THE publication of a key document which will set out the vision for the future of transport in York has been pushed back until after council elections next year. 

City of York Council has said the Local Transport Plan Four (LTP4) is of “key importance”, but it has been subject to repeated delays. 

A report last year approved by senior councillors said a final version of LTP4 would be published by the end of April this year. 

But Labour leader Cllr Claire Douglas said the plan had been delayed until after the local elections in May 2023.

City of York Council did not deny this when asked to comment.

York’s current transport plan (LTP3) is still valid until 2031, but campaigners argue it urgently needs updating, given the climate emergency in particular.

There has been mounting frustration from York Civic Society, the Labour group and one of the Liberal Democrat’s own scrutiny committee chairs about the delay.

The Department for Transport (DfT) has specified spring 2024 as the final deadline for new Local Transport Plans, but has not yet published its latest guidance for local authorities.

“But most major local authorities are already well ahead with producing theirs,” said Professor Tony May, transport expert and chair of York Civic Trust’s transport advisory group. “There is no reason why the City of York Council should have to wait until the final deadline,” said Prof May, who added that a draft document could be ready by December.

Cllr Douglas said: “Confirmation that the Lib Dem-Green council intends to leave the development of a Local Transport Plan for York until after the next election shows it has already checked out, and intends to leave the council in paralysis for the next 10 months.

“Many of the big issues like this – planning how those living in new developments in the future, around Huntington and Haxby for example, can travel around freely – are crucially important. This work cannot be shelved for a year.”

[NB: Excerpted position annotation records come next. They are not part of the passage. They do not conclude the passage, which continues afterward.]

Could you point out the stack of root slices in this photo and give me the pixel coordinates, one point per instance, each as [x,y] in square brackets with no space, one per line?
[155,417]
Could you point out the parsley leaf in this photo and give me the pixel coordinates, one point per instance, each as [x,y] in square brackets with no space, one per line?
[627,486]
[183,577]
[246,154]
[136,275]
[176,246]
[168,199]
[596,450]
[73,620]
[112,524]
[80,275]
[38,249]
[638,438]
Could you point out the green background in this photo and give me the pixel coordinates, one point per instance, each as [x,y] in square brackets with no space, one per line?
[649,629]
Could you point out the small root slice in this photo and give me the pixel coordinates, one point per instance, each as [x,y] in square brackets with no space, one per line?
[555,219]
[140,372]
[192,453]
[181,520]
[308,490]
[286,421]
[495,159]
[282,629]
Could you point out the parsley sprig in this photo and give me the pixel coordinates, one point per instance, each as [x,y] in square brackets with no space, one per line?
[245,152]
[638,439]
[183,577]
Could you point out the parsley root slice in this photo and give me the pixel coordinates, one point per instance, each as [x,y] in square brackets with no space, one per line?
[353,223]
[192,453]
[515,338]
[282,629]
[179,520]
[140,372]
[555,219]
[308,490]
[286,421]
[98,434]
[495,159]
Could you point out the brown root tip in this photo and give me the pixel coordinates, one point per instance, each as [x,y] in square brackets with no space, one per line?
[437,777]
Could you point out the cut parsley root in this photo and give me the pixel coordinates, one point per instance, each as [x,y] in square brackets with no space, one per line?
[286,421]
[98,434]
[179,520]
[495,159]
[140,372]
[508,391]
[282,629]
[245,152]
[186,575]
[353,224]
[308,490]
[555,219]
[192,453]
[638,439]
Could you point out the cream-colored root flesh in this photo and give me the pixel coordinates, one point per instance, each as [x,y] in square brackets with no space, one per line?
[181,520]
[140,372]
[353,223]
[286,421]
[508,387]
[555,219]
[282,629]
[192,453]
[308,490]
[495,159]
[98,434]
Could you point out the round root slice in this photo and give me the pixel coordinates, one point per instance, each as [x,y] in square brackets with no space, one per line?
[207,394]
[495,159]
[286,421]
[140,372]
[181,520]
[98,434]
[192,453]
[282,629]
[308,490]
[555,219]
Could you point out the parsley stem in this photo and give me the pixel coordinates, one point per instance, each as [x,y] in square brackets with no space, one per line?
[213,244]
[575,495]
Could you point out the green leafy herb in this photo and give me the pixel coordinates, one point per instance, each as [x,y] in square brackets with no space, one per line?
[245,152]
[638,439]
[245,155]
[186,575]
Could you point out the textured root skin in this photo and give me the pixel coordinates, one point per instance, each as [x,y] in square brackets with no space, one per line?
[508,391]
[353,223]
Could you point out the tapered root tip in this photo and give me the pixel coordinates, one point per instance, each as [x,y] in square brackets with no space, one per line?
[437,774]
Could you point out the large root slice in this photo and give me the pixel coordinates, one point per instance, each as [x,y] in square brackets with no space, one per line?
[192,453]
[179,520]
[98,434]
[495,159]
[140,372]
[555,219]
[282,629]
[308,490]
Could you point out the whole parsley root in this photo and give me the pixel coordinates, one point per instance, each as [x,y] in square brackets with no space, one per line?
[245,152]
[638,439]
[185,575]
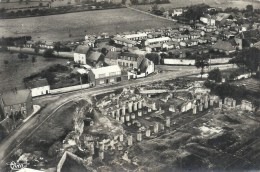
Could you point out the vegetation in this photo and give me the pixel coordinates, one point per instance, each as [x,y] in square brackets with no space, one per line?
[201,62]
[215,75]
[248,58]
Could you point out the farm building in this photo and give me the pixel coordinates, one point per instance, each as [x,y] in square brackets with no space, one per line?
[16,102]
[128,60]
[105,75]
[124,42]
[39,87]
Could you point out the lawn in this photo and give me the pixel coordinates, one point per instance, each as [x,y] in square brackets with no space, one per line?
[12,75]
[58,27]
[214,3]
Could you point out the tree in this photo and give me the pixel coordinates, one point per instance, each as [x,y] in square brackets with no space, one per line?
[202,62]
[57,47]
[48,53]
[215,75]
[6,62]
[250,8]
[248,58]
[33,59]
[104,51]
[153,57]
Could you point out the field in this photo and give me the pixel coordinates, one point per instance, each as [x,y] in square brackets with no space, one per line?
[214,3]
[57,27]
[12,74]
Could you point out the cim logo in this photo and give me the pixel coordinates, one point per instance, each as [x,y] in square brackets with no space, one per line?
[17,166]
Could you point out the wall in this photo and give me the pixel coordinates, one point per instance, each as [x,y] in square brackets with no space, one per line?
[179,61]
[80,58]
[68,89]
[40,91]
[192,62]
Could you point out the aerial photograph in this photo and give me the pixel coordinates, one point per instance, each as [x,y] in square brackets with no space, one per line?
[129,85]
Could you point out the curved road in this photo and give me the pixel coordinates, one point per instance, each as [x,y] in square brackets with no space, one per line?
[10,144]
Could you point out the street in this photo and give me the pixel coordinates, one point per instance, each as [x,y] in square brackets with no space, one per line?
[10,144]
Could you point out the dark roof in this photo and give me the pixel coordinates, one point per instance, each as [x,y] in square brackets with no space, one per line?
[72,163]
[223,45]
[82,49]
[128,54]
[94,56]
[144,64]
[15,97]
[37,83]
[112,55]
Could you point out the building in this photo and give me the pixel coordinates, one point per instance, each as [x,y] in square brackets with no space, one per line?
[160,40]
[177,12]
[224,47]
[39,87]
[128,60]
[16,102]
[208,20]
[95,59]
[136,37]
[80,54]
[105,75]
[111,58]
[145,67]
[124,41]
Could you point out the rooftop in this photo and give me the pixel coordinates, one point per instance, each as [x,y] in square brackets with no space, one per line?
[37,83]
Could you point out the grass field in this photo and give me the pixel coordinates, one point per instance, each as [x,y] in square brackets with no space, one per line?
[214,3]
[12,75]
[92,22]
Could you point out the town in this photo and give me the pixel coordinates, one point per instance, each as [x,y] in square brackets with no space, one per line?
[176,97]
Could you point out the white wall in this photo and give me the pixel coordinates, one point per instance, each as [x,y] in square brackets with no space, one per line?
[40,91]
[80,58]
[179,61]
[68,89]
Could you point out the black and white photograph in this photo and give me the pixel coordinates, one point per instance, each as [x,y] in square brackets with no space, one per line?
[129,85]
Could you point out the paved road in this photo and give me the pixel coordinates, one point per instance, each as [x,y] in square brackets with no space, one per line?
[27,129]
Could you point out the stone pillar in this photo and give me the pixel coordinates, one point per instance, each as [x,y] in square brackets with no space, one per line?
[113,114]
[162,127]
[156,128]
[168,121]
[220,103]
[135,106]
[154,106]
[148,133]
[118,112]
[201,107]
[118,117]
[206,105]
[92,148]
[139,136]
[211,102]
[130,140]
[234,103]
[130,107]
[121,137]
[123,110]
[194,110]
[140,113]
[101,155]
[101,146]
[140,104]
[127,117]
[122,118]
[132,116]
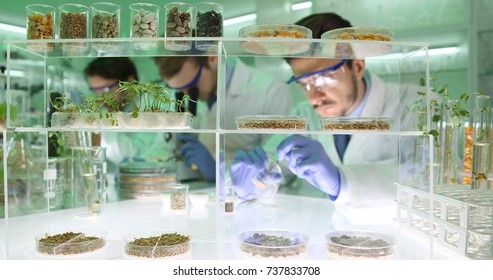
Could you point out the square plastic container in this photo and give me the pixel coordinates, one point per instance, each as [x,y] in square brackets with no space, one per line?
[273,244]
[356,123]
[360,245]
[70,242]
[271,122]
[368,41]
[155,247]
[278,31]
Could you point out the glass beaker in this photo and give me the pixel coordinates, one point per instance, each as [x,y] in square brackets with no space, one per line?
[178,24]
[105,24]
[87,171]
[209,23]
[144,23]
[40,23]
[74,24]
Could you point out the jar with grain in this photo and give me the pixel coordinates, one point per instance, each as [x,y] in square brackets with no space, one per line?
[144,23]
[74,19]
[40,25]
[178,24]
[105,19]
[209,24]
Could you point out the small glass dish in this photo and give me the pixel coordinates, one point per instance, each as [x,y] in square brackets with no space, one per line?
[356,123]
[271,122]
[156,244]
[70,242]
[278,31]
[273,244]
[368,41]
[360,245]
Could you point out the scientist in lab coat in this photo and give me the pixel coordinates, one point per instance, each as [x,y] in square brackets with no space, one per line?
[103,75]
[249,91]
[355,170]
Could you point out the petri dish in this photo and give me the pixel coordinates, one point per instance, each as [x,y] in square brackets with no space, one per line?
[156,244]
[367,42]
[360,245]
[356,123]
[278,31]
[271,122]
[273,244]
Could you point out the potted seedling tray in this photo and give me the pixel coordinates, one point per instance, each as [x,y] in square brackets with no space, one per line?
[278,31]
[273,244]
[271,122]
[365,42]
[71,242]
[149,120]
[360,245]
[156,244]
[356,123]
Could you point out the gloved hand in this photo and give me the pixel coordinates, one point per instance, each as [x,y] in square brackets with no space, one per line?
[196,153]
[307,159]
[246,168]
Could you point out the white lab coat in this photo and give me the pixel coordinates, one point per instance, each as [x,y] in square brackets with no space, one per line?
[371,161]
[250,92]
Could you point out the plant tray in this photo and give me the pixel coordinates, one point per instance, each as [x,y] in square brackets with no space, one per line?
[149,120]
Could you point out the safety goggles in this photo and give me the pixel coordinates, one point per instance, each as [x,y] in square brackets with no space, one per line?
[193,83]
[105,88]
[319,79]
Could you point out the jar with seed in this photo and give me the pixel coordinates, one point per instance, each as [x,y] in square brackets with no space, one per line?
[178,197]
[105,19]
[74,24]
[209,24]
[144,23]
[40,25]
[178,24]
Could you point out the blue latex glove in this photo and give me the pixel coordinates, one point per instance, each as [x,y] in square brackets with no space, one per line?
[307,159]
[196,153]
[247,167]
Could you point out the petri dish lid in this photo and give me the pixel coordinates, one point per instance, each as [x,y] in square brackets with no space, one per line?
[146,167]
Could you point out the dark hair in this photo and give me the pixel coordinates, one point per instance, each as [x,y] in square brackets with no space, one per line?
[321,23]
[120,68]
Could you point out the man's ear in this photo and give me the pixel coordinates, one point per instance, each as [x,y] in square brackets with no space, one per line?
[212,62]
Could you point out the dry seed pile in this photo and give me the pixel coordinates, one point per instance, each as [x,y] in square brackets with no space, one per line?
[370,125]
[69,243]
[40,26]
[144,24]
[73,26]
[177,23]
[165,245]
[105,26]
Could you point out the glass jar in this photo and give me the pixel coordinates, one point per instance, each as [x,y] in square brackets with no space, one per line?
[144,23]
[74,24]
[209,24]
[40,23]
[178,24]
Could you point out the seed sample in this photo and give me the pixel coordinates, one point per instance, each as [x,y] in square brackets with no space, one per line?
[356,123]
[273,244]
[144,24]
[360,245]
[160,246]
[73,25]
[105,26]
[271,122]
[68,243]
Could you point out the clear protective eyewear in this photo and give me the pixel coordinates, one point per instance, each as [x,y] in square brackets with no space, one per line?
[193,83]
[319,79]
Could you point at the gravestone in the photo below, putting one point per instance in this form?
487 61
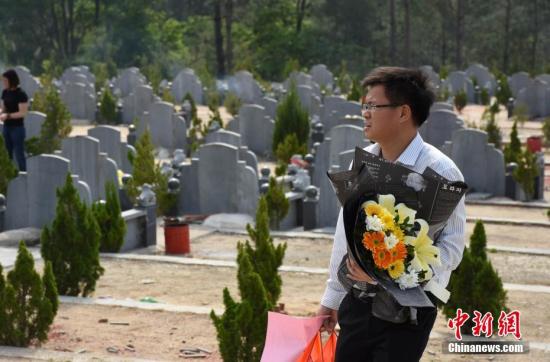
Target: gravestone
80 99
33 124
301 78
440 126
431 74
218 182
245 87
234 139
78 74
270 106
137 102
484 173
127 80
168 129
256 129
483 77
518 81
111 144
536 97
27 82
187 82
91 165
31 197
343 138
459 81
322 76
336 108
437 106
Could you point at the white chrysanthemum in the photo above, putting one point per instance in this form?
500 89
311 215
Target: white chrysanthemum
374 223
408 280
390 241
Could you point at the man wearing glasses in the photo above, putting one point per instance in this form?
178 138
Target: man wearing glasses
397 102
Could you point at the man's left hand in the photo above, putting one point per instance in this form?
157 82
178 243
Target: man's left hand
357 274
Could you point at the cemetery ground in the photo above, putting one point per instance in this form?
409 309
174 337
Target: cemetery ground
149 306
185 289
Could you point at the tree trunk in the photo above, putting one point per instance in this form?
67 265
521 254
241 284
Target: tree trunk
96 15
393 35
228 36
300 14
505 55
220 58
407 50
459 33
535 36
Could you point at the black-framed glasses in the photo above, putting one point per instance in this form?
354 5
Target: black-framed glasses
369 107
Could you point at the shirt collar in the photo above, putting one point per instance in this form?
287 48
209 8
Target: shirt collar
411 153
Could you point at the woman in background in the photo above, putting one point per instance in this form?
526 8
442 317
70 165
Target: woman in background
13 108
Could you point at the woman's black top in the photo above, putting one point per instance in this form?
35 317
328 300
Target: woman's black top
11 99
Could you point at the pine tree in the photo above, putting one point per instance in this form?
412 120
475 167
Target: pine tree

Local Transport Plans are statutory documents, but the council has said it will produce a Local Transport Strategy, which has less detail, in the meantime.

The council’s deputy leader, Cllr Andy D’Agorne, said updating LTP3 had been a Green Party commitment since taking power with the Liberal Democrats in 2019.

He added: “The overall vision in this policy hasn’t changed, although addressing climate change has increased urgency and the city geography and Local Plan proposals may be different, as are some of our travel options. 

“I am committed to bringing forward a Local Transport Strategy alongside our climate change strategy and work on the statutory LTP4 over the next few months.”

James Gilchrist, director of environment, transport and planning, said: “In York we have already begun the process of developing an updated Local Transport Plan.  

“The work will be refined once the guidance is issued and to the timescales set out by the DfT. 

“If we produce a Local Transport Plan in the absence of the guidance there is a risk that the document we produce will not comply with the guidance and will therefore not be effective in attracting funds to enact York’s transport policies.”